Le droit de grève en questions - Le service minimum.

Dampremy PCB-CGSP 22-11-2007 008

Pourquoi ce double titre pour un sujet qui n'est pas forcément identique ?

Ce jeudi dernier, le 22 novembre, nous avons pu assister à une séance d'information sur l'initiative collégiale des Camarades du Parti Communiste de Charleroi, voir le bulletin d'informations sur le site de Robert Tangre "L'Etincelle - Bulletin électronique de la Fédération de Charleroi ". Lesquels ont aimablement invité le Président de la CGSP Cheminots, Gérard Gelmini; Alain Semal, secrétaire permanent intersectoriel CGSP de Charleroi; Claude Poitoux, secrétaire régional du secteur Tram Bus Métro de Charleroi CGSP; et Etienne Libert, secrétaire permanent CGSP Cheminots à Charleroi.

La trentaine de militants et sympathisants ont pu bénéficier du discours des intervenants, dont les sujets ne pouvaient qu'être d'actualité.

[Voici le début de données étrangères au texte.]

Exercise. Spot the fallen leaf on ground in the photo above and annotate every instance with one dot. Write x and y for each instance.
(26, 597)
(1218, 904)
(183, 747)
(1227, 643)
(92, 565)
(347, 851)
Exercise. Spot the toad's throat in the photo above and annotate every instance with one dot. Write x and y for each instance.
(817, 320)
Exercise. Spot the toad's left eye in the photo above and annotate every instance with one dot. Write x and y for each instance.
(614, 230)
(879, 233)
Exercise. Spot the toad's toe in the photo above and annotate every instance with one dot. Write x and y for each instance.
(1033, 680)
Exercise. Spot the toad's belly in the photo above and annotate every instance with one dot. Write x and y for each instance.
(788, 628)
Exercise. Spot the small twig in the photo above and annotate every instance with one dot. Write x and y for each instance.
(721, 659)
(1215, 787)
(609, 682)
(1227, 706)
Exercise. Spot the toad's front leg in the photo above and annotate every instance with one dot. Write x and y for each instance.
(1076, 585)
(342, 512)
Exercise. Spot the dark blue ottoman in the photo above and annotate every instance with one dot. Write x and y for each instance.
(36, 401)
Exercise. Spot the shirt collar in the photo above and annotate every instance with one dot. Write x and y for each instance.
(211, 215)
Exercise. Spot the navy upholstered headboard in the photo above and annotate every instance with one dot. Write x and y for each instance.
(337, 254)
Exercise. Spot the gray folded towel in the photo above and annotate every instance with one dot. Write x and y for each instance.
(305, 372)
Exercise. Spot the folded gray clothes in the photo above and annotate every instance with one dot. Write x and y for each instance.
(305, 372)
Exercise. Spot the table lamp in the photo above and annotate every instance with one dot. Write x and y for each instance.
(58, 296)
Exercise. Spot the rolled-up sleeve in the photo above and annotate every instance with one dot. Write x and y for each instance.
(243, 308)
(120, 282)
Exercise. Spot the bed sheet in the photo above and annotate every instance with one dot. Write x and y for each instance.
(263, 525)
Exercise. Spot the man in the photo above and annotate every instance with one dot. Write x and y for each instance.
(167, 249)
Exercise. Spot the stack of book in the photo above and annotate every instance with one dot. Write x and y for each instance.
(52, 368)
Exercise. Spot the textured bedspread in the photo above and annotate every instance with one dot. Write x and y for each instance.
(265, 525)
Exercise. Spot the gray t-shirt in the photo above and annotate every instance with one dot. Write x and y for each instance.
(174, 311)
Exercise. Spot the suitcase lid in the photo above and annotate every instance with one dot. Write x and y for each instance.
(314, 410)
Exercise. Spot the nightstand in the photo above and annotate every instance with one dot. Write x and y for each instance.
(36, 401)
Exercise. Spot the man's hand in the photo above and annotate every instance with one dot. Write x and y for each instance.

Dampremy PCB-CGSP 22-11-2007 001

Tentative de réponse à la question posée en premier:

La situation chaotique de la politique menée dans notre si petit pays ne laisse présager rien de bon socialement, tant pour les actifs que pour tous les autres. Le gouvernement qui s'annonce est d'orientation de droite, que l'on pourrait même qualifier de droite pure. La politique menée ces derniers temps se repose trop sur l'excuse d'une adaptation un peu trop forcée à une Europe en pleine évolution (...), mais une évolution pour qui?

Celle des patrons, celle de cette poignée d'actionnaires, d'investisseurs peu scrupuleux du bien-être d'autrui; ces vautours assoiffés de pouvoir. Mais pas n'importe quel pouvoir; celui de l'argent, l'argent gagné sur le compte de la sueur et du sang du travailleur!

Le service minimum est un jalon; un début; une séquestration des principes de défense du travailleur, "vos grèves? On en a rien à cirer, le service minimum permettra de se passer de vos services, vous n'êtes plus indispensables. Le service minimum nous permettra, à nous, patrons, de ne plus être obligés de satisfaire à vos exigences. Basta les syndicalistes du dimanche, le pouvoir nous appartient vraiment, désormais, à nous, les Rois-décideurs-tout-puissants!". Le patronat fait fi des droits de l'ouvrier, du cadre, du salarié; qui n'a plus qu'à se voir perdre ce qui a été acquis de dure lutte durant des décennies, des siècles même.

Ainsi donc, la corrélation est faite entre le service minimum et le droit de grève.

Mais ne nous leurrons pas sur les intentions de nos politicards de droite; museler le syndicat par une limitation drastique des droits à la grève ne peut signifier qu'à court terme, la perte d'autres droits sociaux paraît une incontournable évidence. On bâillonne, puis on tue!

Les Français en font actuellement les frais avec "Sarko-le-dépeceur-du-droit-social".

La contre-offensive ne saura être permise qu'avec le consentement, le rapprochement des forces de gauche.

La grève, même si l'orientation des médias pousse l'opinion publique à la prétendre néfaste; la grève est nécessaire, nécessaire pour se faire entendre du patronat qui joue à la sourde-oreille; nécessaire pour toutes et tous, même celles et ceux qui n'y croient pas, ou qui ne croient pas que dans un avenir très proche, ils perdront le peu auquel ils se raccrochent, leur bien-être, leurs rêves.

La prise de conscience de toutes et tous doit s'effectuer aussi sur le plan médiatique, sur le terrain conquis par nos décideurs, nos bourreaux.

Nous devons nous apprêter à vivre des heures sombres, et nous devons toutes et tous en avoir conscience, et pour çà, nous devons nous remettre en questions, et accepter de perdre un peu, pour ne pas devoir tout perdre.

La grève est un choix, le bon choix, pour que la lutte aboutisse à un monde meilleur, un monde plus équitable, notre monde des travailleurs, notre communauté solidaire.